On Friday, 26 April, Screen Africa shared a press release online titled ‘NFVF-funded documentaries make their debut at Hot Docs in Canada’. The press release was sent to us by the National Film & Video Foundation’s (NFVF) media agency. We have since been informed by the directors and producers of Dying for Gold that the information contained in that release – regarding their film – was incorrect.
We’d like to sincerely apologise to Catherine Meyburgh and Richard Pakleppa, the co-directors and co-producers of Dying for Gold, as well as every other person involved in the production of the film, for this misunderstanding. We have recommended that the NFVF recall the inaccurate press release.
“Dying for Gold has not received production funding from the NFVF, only a small amount to attend Hotdocs Film Festival. Which has yet to be paid,” said Meyburgh.
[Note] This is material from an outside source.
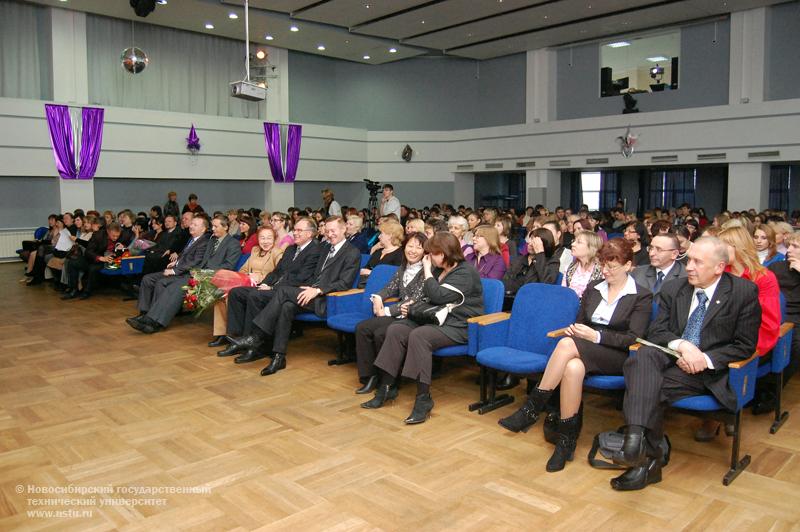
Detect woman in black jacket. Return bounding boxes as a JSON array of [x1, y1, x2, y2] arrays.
[[361, 231, 483, 425], [499, 238, 653, 472], [503, 227, 561, 298], [356, 233, 428, 394]]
She additionally informed us that contrary to what the press release said, Lee Selleck is in no way involved with the production.
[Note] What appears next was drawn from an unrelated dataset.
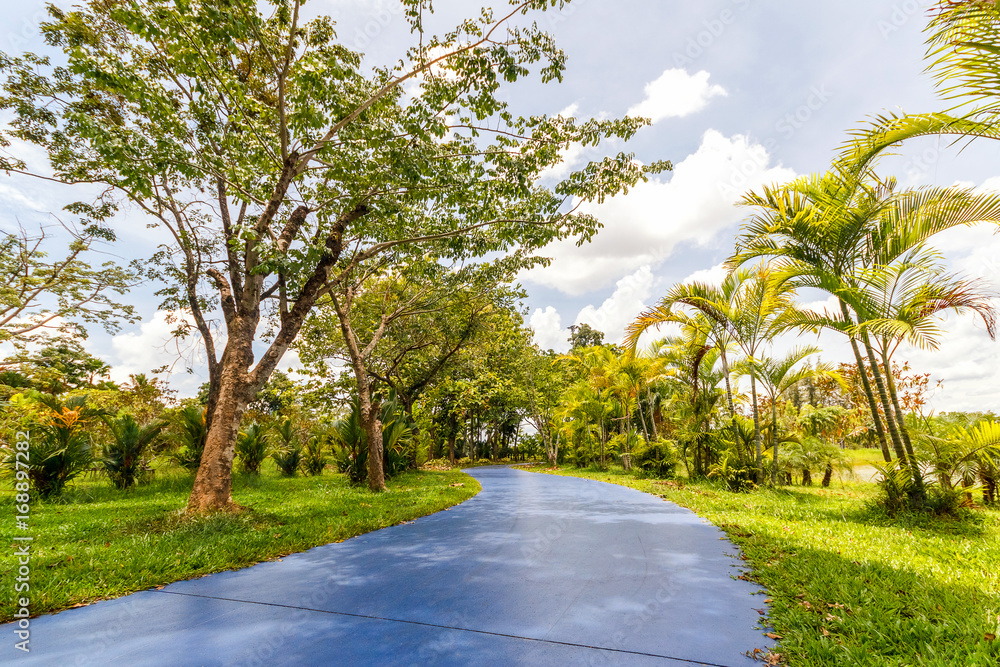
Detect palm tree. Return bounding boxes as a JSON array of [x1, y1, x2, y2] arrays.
[[625, 273, 744, 464], [729, 170, 1000, 480], [859, 250, 996, 468], [626, 266, 793, 481], [735, 345, 842, 486]]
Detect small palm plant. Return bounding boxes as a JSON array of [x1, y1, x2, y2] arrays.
[[3, 392, 100, 498], [302, 433, 327, 475], [99, 414, 167, 489], [171, 405, 208, 472], [236, 424, 267, 475], [271, 419, 302, 477]]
A Breathe Films production
Today, gold miner communities across Southern Africa have nothing to show for the wealth they produced except extreme rural underdevelopment and the world’s worst epidemic of TB and silicosis. Over 500 000 gold miners returned home from the mines suffering from tuberculosis and silicosis. Through the lives of miners and their families from Lesotho, Swaziland, Mozambique and South Africa, and extensive use of contrasting archive materials, Dying for Gold tells the story of South Africa’s biggest class action lawsuit.
South Africa’s biggest gold mining companies have been accused of knowingly exposing miners to harmful dust causing the terminal disease, silicosis and makes them more susceptible to TB. The class action has been settled out of court – which means the real cost of gold will not be known. Dying for Gold exposes the century of deplorable practices by gold mines and ensures that miners and their families are justly compensated. The film also aims to promote discussion on mining – especially profit-based harmful practices.
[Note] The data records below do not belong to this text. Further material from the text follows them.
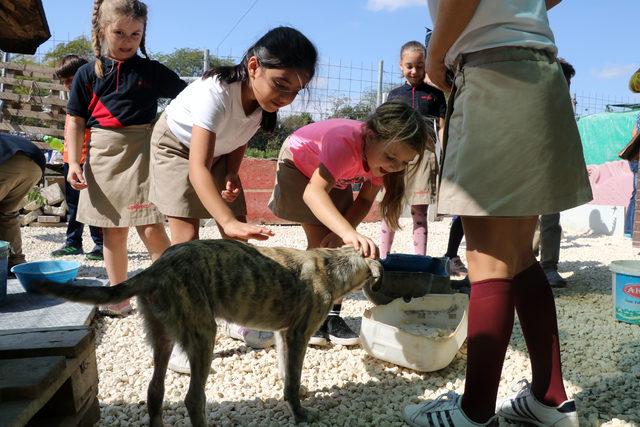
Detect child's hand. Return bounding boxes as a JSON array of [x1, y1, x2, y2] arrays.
[[320, 233, 344, 248], [220, 174, 240, 203], [67, 163, 87, 190], [223, 221, 273, 240], [342, 231, 380, 259]]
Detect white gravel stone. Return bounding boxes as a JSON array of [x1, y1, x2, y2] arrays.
[[17, 218, 640, 426]]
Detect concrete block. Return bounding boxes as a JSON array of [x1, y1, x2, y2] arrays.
[[38, 215, 60, 223], [20, 209, 42, 225], [40, 183, 64, 205]]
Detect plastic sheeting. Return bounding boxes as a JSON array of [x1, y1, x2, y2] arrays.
[[578, 110, 640, 165]]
“We have started a campaign which will be running concurrently with the film,” Meyburgh adds. “We also will be rolling out a massive impact campaign using the film to raise consciousness about silicosis and TB and the related class action (the biggest class action South Africa has ever seen). The film has already been translated into six languages which will allow for it to be shown across the sub-continent. I hope the situation can lead to something positive and help with the Justice for Miners campaign.”